Hotelier does business with heart: fighting bigotry, bias and racism
By Nancy McLaughlin
News & Record, October 31, 2011
GREENSBORO — When President Obama slept overnight at the Proximity Hotel, drawing Occupy Greensboro protesters and stopping traffic outside the country’s greenest hotel, Dennis Quaintance went into overtime thinking of the others.
That would be the night’s other guests.
“We didn’t want anyone to say, 'Why am I paying to stay here in this mess?’” Quaintance, a partner in the luxury hotel, recalled as he pulled back drapes in the two-room suite the president used. “All our guests are our highest priority.”
That also is the way the focused but energetic businessman approaches people in other aspects of his life, and this year it earns him the Brotherhood/Sisterhood Citation Award. The award is the highest individual honor given by the National Conference for Community and Justice of the Piedmont Triad. The award will be given during a nearly sold-out dinner gala Thursday.
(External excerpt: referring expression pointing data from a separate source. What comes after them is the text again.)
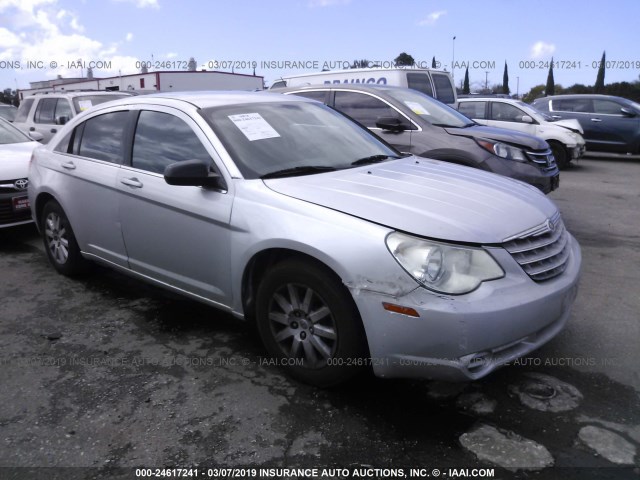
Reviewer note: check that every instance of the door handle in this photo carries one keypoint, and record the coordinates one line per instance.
(132, 182)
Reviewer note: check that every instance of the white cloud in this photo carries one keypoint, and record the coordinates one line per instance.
(432, 18)
(542, 49)
(141, 3)
(40, 31)
(327, 3)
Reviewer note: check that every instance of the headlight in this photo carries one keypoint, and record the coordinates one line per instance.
(502, 149)
(441, 267)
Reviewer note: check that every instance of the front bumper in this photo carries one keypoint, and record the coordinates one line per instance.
(459, 338)
(14, 208)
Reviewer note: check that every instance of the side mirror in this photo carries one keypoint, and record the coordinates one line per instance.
(193, 173)
(627, 112)
(393, 124)
(37, 136)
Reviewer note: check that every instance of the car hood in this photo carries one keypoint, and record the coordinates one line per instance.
(500, 134)
(426, 197)
(14, 159)
(570, 123)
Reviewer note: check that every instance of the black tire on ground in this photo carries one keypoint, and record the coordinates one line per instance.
(60, 242)
(560, 154)
(310, 325)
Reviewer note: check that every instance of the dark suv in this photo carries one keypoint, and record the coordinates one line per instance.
(418, 124)
(610, 124)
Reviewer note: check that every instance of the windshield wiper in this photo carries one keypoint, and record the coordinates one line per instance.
(301, 170)
(372, 159)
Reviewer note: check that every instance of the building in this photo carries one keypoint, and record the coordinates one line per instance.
(163, 81)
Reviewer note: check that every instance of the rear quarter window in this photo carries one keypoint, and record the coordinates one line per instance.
(444, 88)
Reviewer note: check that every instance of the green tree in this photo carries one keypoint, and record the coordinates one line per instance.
(505, 79)
(599, 86)
(551, 86)
(404, 60)
(465, 89)
(535, 92)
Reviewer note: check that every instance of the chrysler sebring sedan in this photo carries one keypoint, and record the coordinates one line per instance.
(345, 253)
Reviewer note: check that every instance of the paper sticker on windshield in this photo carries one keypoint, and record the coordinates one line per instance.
(253, 126)
(417, 108)
(84, 104)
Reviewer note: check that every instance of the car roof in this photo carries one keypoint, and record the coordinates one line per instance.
(207, 99)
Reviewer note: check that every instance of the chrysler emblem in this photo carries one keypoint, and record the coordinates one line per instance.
(551, 226)
(21, 184)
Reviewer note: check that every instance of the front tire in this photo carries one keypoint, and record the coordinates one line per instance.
(310, 325)
(60, 242)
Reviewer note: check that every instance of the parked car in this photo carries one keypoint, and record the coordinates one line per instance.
(563, 136)
(8, 112)
(15, 152)
(610, 124)
(45, 113)
(280, 210)
(416, 123)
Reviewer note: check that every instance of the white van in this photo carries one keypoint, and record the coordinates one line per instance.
(435, 83)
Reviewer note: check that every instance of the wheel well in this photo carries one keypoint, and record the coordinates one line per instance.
(258, 266)
(41, 201)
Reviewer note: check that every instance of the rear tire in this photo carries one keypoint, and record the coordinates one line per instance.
(310, 325)
(60, 242)
(560, 154)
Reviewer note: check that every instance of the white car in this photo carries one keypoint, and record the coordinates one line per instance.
(15, 152)
(563, 136)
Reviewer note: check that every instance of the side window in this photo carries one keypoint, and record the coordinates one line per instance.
(444, 89)
(63, 109)
(319, 96)
(23, 110)
(162, 139)
(606, 107)
(473, 109)
(506, 113)
(45, 110)
(420, 82)
(579, 105)
(363, 108)
(103, 137)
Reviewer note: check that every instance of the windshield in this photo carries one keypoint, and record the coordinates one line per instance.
(10, 134)
(293, 138)
(429, 109)
(87, 101)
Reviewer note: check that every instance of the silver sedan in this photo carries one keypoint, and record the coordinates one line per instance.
(347, 254)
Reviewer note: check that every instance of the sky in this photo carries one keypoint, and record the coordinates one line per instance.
(40, 39)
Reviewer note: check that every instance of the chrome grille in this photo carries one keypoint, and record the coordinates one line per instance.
(543, 251)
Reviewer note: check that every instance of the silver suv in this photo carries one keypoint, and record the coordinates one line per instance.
(278, 209)
(47, 112)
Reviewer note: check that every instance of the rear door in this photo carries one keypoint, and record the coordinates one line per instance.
(178, 235)
(88, 162)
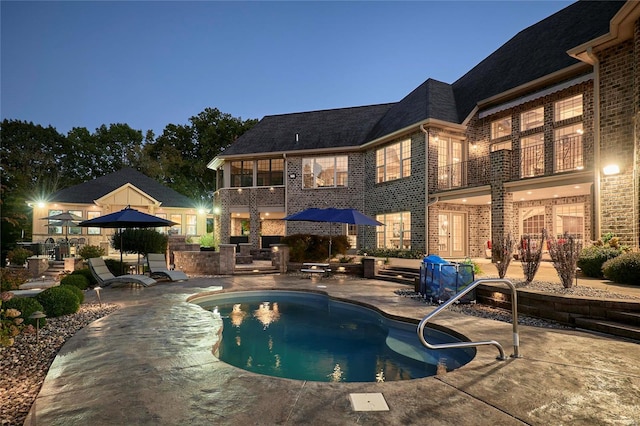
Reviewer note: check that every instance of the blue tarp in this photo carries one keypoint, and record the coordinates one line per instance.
(440, 280)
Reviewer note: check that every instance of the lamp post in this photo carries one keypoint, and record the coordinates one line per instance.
(37, 315)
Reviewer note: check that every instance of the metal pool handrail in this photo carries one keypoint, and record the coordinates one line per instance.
(514, 309)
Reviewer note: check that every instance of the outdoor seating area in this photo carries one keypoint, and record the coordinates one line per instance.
(316, 268)
(157, 265)
(105, 278)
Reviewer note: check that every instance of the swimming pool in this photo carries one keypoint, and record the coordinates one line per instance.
(309, 336)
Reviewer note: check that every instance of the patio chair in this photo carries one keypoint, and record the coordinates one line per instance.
(158, 268)
(104, 277)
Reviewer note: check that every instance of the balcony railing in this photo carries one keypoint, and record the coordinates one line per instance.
(568, 154)
(474, 172)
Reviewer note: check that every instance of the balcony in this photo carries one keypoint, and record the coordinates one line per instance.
(474, 172)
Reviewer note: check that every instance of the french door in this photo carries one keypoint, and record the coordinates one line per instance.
(452, 234)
Quaintance was nominated for embracing the group’s mission of fighting bigotry, bias and racism — even before it was broadly viewed as the responsible thing to do.
“I think what is unbelievable about Dennis is that he’s been able to hard-wire diversity and inclusion into the DNA of his business practices,” said Susan Feit, executive director of the NCCJ. “It’s not only the way he lives his life but the way he does his business.”
Two decades ago, he and his business partner, Mike Weaver, added a zero-tolerance policy for bigotry at the upscale Quaintance-Weaver Restaurants and Hotels properties — defining bigotry as discrimination for any “off-purpose” reason, including race, gender, age, religion, national origin or sexual orientation.
Being proactive while maintaining high standards, he said, helped attracted the best and the brightest in the workforce.
He also recruited hearing-impaired people — a community he felt didn’t always get a fair chance — to work in the laundry when the Proximity Hotel opened.
Quaintance supports groups and efforts that focus on fostering all forms of equality.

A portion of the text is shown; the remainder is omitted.